El presidente de Bienes Comunales de San Pablo Huitzo señala que no hay ninguna respuesta de las autoridades federales y estatales a esta problemática ambiental que tiene al menos 22 años
Habitantes del municipio de San Pablo Huitzo tomaron por segundo día consecutivo la caseta de peaje para exigir a Caminos y Puentes Federales (Capufe) solución a la contaminación por coliformes fecales de la planta de tratamiento de aguas residuales a su arroyo y pozos que surten de agua potable a la población.
Los pobladores también tomaron las áreas sanitarias y las tiendas de conveniencia que se encuentran en las inmediaciones de la caseta, y obligaron al personal a salir de sus instalaciones. En la protesta, permiten el paso libre de automovilistas.
De acuerdo con el presidente de Bienes Comunales de San Pablo Huitzo, Jesús Cruz López, no hay ninguna respuesta de las autoridades federales y estatales a esta problemática ambiental que tiene al menos 22 años.
El líder agrario explicó que la planta de tratamiento de Capufe no funciona o funciona sólo como un depósito de aguas negras, las cuales continuamente se derraman sobre el arroyo conocido como “Cañada” y de ahí se extienden hasta un bordo de agua; lo más grave, es que esta contaminación se ha filtrado a los pozos que surten al sistema de agua de la tercera sección de la comunidad, en los que ya se han encontrado coniformes fecales.

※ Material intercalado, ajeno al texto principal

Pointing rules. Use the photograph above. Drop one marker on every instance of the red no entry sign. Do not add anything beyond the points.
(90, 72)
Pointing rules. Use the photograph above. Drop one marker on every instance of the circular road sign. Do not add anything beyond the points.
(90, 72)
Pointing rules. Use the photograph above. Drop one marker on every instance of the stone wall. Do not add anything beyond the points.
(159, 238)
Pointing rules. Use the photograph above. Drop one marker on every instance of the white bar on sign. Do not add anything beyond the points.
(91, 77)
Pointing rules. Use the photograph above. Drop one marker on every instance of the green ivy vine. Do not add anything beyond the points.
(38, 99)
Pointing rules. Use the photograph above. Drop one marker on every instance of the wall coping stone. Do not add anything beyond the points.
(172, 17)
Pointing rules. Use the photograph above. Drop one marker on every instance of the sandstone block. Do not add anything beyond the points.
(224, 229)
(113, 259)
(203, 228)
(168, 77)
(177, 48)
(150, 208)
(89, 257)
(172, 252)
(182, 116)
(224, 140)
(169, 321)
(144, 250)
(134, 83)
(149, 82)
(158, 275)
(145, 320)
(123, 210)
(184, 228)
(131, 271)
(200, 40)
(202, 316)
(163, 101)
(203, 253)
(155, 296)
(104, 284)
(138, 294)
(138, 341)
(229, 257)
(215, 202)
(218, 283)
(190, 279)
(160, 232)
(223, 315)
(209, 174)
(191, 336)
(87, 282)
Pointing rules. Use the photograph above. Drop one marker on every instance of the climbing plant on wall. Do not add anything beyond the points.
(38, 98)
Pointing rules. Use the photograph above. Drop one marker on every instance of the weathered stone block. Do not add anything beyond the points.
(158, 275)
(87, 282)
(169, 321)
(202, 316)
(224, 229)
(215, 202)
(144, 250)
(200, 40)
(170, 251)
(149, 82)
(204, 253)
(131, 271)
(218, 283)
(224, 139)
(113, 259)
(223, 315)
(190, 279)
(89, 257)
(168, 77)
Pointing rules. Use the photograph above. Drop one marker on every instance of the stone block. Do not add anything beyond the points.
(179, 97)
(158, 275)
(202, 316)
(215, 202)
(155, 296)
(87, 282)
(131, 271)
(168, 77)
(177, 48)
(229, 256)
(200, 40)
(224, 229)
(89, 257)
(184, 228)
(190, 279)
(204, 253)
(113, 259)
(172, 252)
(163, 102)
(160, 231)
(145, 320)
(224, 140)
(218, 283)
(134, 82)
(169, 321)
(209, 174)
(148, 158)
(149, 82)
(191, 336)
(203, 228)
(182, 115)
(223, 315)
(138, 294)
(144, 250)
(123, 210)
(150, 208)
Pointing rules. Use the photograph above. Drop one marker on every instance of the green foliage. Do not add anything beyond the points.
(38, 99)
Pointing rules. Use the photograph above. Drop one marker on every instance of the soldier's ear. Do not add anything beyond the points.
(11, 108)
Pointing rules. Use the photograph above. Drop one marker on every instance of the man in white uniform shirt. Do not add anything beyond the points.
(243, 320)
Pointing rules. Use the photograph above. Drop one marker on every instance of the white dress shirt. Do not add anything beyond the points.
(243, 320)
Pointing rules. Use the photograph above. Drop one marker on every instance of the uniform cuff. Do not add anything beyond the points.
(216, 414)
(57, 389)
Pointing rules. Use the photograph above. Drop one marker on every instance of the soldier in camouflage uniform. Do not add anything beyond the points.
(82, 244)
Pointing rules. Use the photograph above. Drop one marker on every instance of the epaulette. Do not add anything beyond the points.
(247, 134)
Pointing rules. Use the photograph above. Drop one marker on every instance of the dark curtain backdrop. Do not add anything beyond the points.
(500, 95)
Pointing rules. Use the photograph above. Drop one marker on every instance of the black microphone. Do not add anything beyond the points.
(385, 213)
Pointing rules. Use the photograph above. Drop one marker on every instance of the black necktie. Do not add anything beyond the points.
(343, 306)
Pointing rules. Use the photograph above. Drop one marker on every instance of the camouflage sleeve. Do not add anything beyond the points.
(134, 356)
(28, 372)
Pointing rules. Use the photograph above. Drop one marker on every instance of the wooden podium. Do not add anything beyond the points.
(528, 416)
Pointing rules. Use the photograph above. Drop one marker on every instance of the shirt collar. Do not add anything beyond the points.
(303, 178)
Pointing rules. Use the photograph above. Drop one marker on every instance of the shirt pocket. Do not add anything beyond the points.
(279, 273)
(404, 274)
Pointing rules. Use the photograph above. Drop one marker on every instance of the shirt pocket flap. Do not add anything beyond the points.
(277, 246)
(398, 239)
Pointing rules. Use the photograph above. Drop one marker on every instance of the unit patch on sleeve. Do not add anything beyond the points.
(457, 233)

Ayer, fue la primera protesta en la caseta de peaje Huitzo tras un acuerdo de asamblea de la comunidad del pasado 9 de agosto, al no encontrar ninguna respuesta favorable en mesas de negociación con las autoridades federales y estatales. En un principio, permitieron el paso libre de automovilistas, pero por la tarde bloquearon por varias horas la carretera federal.
Jesús Cruz recordó que no sólo es la contaminación causada por la planta de tratamiento, sino también por la operación intermitente de los baños públicos de la caseta que obliga a muchos viajantes a orinar o hacer sus necesidades a un costado de las carreteras.
Esto, dijo, cuando llueve se extiende a las barrancas y campos de cultivos de los comuneros; de la misma manera que ocurre con la basura que arrojan los automovilistas.